Sanford Robinson Gifford
- Also known as
- Sanford R. Gifford
- S. R. Gifford
- Sanford Gifford
- Born
- Greenfield, New York, United States
- Biography
A major Hudson River school painter with extensive European experience, Gifford traveled west several times. In 1870 he joined F. V. Hayden's geological survey to Wyoming, leaving his two artist-companions, John F. Kensett and Worthington Whittredge, behind in Denver. Gifford produced only a few western landscape subjects (see his Valley of the Chugwater, which may be compared with a photograph by William H. Jackson of Gifford painting the scene. Gifford journeyed to the Northwest Coast in 1874, visiting Oregon, Washington, British Columbia, and Alaska. Again he seems to have been more interested in the experience rather than in painting; only a few works have survived from this trip.
References
Nicolai Cikovsky, Jr., Sanford Robinson Gifford (1823-1880) (Austin: University of Texas Art Museum, 1970); Metropolitan Museum of Art, Memorial Catalogue of the Paintings of Sanford Robinson Gifford, NA, with a Biography and Critical Essay by Prof.
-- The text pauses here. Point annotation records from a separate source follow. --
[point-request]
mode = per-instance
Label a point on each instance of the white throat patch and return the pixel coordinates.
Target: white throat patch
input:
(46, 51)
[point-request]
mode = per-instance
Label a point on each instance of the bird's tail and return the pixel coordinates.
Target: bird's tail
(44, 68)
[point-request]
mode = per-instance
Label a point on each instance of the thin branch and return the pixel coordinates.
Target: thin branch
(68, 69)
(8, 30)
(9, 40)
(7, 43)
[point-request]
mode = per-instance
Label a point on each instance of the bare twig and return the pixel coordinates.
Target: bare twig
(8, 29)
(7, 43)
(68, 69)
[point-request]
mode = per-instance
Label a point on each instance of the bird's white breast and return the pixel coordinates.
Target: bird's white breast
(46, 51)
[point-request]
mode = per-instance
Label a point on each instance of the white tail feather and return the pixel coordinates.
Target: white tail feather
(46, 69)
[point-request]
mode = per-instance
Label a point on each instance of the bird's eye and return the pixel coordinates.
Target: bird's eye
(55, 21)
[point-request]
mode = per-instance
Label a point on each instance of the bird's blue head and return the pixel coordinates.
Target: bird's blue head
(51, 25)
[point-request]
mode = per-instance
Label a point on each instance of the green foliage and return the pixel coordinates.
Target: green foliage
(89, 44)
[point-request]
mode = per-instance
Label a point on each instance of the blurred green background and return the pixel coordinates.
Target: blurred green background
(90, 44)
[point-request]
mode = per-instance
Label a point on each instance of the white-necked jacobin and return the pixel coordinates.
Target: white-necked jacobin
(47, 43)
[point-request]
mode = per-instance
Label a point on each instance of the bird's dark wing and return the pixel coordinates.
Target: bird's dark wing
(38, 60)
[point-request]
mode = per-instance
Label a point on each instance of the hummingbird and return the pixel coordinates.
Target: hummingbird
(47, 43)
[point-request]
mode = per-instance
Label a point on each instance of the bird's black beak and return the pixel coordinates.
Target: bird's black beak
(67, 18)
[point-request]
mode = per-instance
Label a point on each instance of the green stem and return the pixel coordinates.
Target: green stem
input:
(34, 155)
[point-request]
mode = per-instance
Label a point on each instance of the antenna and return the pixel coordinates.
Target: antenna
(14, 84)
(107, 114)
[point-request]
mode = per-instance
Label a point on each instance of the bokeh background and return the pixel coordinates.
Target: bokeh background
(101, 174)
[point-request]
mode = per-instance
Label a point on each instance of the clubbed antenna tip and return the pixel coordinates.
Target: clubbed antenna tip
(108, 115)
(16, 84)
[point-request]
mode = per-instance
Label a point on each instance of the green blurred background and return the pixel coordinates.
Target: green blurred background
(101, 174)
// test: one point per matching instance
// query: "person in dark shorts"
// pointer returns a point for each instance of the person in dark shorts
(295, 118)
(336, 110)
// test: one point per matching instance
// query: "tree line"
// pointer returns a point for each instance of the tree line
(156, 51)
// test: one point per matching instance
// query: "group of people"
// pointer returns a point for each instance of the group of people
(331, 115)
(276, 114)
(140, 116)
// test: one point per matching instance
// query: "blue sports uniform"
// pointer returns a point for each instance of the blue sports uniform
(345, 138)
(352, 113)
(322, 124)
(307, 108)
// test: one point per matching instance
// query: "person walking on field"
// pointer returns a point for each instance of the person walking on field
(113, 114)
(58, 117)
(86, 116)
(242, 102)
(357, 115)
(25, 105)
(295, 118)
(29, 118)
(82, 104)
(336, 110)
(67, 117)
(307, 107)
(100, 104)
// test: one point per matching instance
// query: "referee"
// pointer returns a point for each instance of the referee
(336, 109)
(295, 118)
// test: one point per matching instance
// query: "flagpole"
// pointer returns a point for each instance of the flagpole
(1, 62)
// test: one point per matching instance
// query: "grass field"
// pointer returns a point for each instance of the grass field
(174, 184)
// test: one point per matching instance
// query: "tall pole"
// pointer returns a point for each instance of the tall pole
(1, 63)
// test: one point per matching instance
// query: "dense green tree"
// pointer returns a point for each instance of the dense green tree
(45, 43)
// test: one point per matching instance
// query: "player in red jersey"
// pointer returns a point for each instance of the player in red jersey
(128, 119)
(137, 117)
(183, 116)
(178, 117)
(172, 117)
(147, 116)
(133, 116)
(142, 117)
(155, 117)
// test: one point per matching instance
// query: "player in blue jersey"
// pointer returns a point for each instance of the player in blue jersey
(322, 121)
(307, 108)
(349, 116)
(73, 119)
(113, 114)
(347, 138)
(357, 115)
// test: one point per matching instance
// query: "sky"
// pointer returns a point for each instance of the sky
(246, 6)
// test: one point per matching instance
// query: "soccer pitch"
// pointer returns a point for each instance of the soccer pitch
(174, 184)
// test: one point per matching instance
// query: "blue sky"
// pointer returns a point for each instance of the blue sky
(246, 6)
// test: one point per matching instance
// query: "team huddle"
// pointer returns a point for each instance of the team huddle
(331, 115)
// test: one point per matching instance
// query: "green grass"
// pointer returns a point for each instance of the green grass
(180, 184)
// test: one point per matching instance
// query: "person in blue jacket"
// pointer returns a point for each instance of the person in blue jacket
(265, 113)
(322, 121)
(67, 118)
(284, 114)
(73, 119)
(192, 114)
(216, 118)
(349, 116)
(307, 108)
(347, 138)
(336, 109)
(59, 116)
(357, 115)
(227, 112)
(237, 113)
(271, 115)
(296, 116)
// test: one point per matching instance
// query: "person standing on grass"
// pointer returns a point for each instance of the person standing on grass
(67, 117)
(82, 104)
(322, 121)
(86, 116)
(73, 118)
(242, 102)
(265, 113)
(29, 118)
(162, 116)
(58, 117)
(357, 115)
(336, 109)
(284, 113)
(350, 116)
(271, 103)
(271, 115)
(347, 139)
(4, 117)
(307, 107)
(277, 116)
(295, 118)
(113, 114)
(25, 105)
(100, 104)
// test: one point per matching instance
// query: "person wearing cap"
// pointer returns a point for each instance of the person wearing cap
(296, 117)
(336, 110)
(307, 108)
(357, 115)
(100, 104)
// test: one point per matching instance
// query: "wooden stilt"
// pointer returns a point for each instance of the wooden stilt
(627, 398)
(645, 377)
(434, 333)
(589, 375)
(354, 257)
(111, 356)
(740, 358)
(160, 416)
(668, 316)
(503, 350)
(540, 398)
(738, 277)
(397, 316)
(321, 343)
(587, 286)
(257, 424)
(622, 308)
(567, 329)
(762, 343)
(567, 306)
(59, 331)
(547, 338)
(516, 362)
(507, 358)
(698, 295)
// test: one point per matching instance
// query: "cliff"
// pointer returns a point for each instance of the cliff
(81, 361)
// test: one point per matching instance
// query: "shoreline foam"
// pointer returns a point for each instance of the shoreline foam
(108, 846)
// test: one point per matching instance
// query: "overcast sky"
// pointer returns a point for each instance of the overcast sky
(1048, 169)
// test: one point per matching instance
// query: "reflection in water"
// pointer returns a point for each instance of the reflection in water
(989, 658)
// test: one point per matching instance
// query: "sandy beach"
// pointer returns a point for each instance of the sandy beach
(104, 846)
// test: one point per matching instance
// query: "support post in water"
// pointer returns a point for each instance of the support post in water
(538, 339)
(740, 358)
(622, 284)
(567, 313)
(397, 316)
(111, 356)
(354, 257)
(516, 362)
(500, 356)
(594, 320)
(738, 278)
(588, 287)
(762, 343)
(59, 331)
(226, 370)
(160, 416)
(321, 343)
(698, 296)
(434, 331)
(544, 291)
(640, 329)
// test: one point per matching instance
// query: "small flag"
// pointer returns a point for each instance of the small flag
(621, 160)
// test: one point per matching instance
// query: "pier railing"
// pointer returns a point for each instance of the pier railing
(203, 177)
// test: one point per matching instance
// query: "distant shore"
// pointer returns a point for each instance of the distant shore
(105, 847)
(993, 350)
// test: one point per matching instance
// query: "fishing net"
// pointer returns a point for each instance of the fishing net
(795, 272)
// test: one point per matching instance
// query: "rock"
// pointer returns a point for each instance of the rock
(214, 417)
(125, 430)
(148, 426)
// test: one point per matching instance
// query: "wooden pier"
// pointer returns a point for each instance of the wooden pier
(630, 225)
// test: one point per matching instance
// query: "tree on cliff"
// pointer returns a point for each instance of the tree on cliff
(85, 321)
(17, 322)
John F. Weir of the Yale School of Fine Arts (1881; New York: Olana Gallery, 1974); Weiss, Poetic Landscapes.William Truettner, ed The West as America: Reinterpreting Images of the Frontier, 1820–1920 (Washington, D.C. and London: Smithsonian Institution Press, 1991)
- Luce Artist Biography
Sanford Robinson Gifford grew up in the Hudson River valley and returned frequently throughout his life. He studied drawing in New York and made many sketching trips into the Catskill, Adirondack, and Shawangunk mountains. He traveled extensively in Europe, and one of his friends, the painter Worthington Whittredge, remembered that Gifford would often disappear without telling anybody where he was going, only to return two years later “as if nothing had ever happened.” Gifford painted in warm colors and often added many layers of varnish to emphasize the effects of light and atmosphere. His paintings showed familiar, friendly views of the American landscape, and he was once criticized for being unable to paint “anything but warmth.” (Avery and Kelly, eds., Hudson River School Visions: The Landscapes of Sanford R. Gifford, 2003).